Quite frankly, I don't use protobuf because it seems like an unapproachable monolith, and I'm not at FAANG anymore, just a solo dev. No one's gonna complain if I don't. But I do love the idea of something simpler thats easy to wrap my mind around.
That's why "but fresh" hits nice to me, and I have a feeling it might be more appealing than you'd think - ex. it's hard to believe a 2 month old project is strictly better than whatever mess and history protobufs gone through with tons of engineers paid to use and work on it. It is easy to believe it covers 99% of what Protobuf does already, and any crazy edge cases that pop up (they always do, eventually :), will be easy to understand and fix.
For dense JSON: the idea is that it is often a good "default" choice because it offers a good tradeoff across 3 properties: efficiency (where it's between binary and readable JSON), persistability (safe to evolve shema without losing backward compatibility), and readability (it's low for the reasons you mentioned, but it's not as bad as a binary string). I tried to explain this tradeoff in this table: https://skir.build/docs/serialization#serialization-formats
I hear your point about the tagline "like protos but better" which I hesitated to put because it sounds presumptuous. But I am not quite sure what idea you mean to convey by "fresh"?
You’re a better man than me. If the docs can’t even get the syntax right, that’s a hard no from me.
Also, fwiw, you’ve got a few points wrong about protos. Inspecting the binary data is hard, but the tag numbers are present. You need the schema, but at least you can identify each element.
Also, I disagree on the constructor front. Proto forces you to grapple with the reality that a field may be missing. In a production system, when adding a new field, there will be a point where that field isn’t present on only one side of the network call. The compiler isn’t saving you.
Fresh is more honest than better, and personally, I wouldn’t change it.
I agree it's important for users to understand that newer fields won't be set when they deserialize old data -- whether that's with Protobuf or Skir. I disagree with the idea that not forcing you to update all constructor call sites when you add a field will help (significantly) with that. Are you saying that because Protobuf forces you to manually search for all call sites when you add a field, it forces you to think about what happens if the field is not set at deserialization, hence, it's a good thing? I'm not sure that outweighs the cost of bugs introduced by cases where you forget to update a constructor call site when you add a field to your schema.

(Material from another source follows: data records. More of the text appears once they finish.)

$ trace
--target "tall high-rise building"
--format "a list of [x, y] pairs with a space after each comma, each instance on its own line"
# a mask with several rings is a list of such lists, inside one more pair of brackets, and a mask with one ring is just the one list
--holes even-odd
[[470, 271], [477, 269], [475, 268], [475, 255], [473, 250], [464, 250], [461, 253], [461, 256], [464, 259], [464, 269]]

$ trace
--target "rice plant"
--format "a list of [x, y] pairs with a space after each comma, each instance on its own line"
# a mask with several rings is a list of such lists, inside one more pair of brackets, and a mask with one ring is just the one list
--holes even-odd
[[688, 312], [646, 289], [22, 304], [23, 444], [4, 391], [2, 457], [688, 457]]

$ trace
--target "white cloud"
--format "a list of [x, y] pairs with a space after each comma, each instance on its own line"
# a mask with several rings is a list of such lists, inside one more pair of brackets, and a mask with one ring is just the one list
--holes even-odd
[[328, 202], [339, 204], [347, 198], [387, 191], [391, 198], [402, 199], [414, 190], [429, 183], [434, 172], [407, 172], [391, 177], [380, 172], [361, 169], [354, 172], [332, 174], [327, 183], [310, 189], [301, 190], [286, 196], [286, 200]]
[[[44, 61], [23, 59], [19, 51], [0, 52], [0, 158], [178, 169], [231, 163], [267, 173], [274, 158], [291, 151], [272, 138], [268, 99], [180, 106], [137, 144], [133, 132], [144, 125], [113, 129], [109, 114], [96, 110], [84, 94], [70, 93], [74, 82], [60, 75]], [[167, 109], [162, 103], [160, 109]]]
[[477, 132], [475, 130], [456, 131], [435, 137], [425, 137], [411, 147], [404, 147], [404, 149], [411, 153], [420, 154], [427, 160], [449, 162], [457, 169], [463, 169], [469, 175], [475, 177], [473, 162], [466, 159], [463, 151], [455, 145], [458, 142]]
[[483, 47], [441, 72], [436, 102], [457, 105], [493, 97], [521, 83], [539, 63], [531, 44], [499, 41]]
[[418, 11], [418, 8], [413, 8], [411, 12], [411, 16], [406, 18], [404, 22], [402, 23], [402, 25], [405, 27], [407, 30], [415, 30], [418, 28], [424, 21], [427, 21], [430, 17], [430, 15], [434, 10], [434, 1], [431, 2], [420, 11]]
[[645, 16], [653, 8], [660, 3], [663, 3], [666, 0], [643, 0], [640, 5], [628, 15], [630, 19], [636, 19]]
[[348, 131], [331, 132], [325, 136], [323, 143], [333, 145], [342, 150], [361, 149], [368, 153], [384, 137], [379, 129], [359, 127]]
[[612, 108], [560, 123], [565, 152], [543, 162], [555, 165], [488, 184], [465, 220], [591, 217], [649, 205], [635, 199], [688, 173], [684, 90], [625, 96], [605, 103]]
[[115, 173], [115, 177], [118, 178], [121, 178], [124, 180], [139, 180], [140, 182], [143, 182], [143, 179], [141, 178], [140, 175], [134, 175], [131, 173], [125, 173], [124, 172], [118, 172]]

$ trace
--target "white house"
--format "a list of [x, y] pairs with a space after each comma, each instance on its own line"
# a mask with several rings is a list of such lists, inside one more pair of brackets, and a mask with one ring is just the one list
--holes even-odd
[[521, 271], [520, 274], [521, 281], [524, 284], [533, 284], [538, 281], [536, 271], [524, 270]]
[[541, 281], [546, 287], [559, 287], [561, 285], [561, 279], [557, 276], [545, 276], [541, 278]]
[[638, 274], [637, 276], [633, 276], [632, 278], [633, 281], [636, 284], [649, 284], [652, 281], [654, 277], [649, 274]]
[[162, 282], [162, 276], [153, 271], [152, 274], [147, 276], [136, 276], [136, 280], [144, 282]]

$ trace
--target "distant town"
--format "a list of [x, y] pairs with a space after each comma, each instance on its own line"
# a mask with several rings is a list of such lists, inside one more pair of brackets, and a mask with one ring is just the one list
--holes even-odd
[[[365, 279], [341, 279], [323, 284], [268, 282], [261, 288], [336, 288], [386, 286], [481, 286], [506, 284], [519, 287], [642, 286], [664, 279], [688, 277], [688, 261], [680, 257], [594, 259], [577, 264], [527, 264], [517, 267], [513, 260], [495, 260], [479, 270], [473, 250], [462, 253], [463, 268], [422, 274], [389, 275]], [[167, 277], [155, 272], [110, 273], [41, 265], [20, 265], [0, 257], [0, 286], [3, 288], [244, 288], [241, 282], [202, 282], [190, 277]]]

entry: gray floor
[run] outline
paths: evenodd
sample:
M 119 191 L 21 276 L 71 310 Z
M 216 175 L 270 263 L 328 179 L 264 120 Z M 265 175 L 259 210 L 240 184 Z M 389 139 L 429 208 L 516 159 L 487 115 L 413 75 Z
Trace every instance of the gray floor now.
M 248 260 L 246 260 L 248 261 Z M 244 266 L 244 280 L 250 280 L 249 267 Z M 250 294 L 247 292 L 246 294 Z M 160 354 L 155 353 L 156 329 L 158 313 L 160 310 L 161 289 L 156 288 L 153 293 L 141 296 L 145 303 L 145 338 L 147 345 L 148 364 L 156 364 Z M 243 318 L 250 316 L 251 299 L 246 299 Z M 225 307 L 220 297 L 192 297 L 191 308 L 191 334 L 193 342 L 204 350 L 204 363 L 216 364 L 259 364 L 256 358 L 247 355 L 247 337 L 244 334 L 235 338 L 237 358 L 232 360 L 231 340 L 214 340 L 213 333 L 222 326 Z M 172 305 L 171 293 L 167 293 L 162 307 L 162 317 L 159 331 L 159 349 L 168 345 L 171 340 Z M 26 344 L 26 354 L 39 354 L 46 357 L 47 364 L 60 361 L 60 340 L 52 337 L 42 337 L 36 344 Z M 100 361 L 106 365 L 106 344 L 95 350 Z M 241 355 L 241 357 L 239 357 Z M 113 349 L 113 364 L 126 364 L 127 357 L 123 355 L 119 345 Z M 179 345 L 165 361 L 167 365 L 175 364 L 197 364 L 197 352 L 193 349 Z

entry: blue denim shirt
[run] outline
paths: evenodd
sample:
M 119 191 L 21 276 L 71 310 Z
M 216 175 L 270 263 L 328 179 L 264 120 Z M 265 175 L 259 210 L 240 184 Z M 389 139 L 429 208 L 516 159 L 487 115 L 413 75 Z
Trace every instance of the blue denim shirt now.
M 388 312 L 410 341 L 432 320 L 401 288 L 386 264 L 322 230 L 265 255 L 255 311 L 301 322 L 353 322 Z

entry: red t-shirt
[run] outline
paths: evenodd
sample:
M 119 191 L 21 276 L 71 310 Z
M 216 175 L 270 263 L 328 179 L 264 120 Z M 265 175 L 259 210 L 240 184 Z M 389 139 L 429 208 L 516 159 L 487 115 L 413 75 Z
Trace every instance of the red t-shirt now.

protobuf solved serialization with schema evolution back/forward compatibility.
Skir seems to have great devex for the codegen part, but that's the least interesting aspect of protobufs. I don't see how the serialization this proposes fixes it without the numerical tagging equivalent.
The implicit version is brittle design for backwards compatibility.
People/LLMs will keep adding fields out of order and whatever has been serialised (both in client/server interaction, and stored in dbs) will be broken.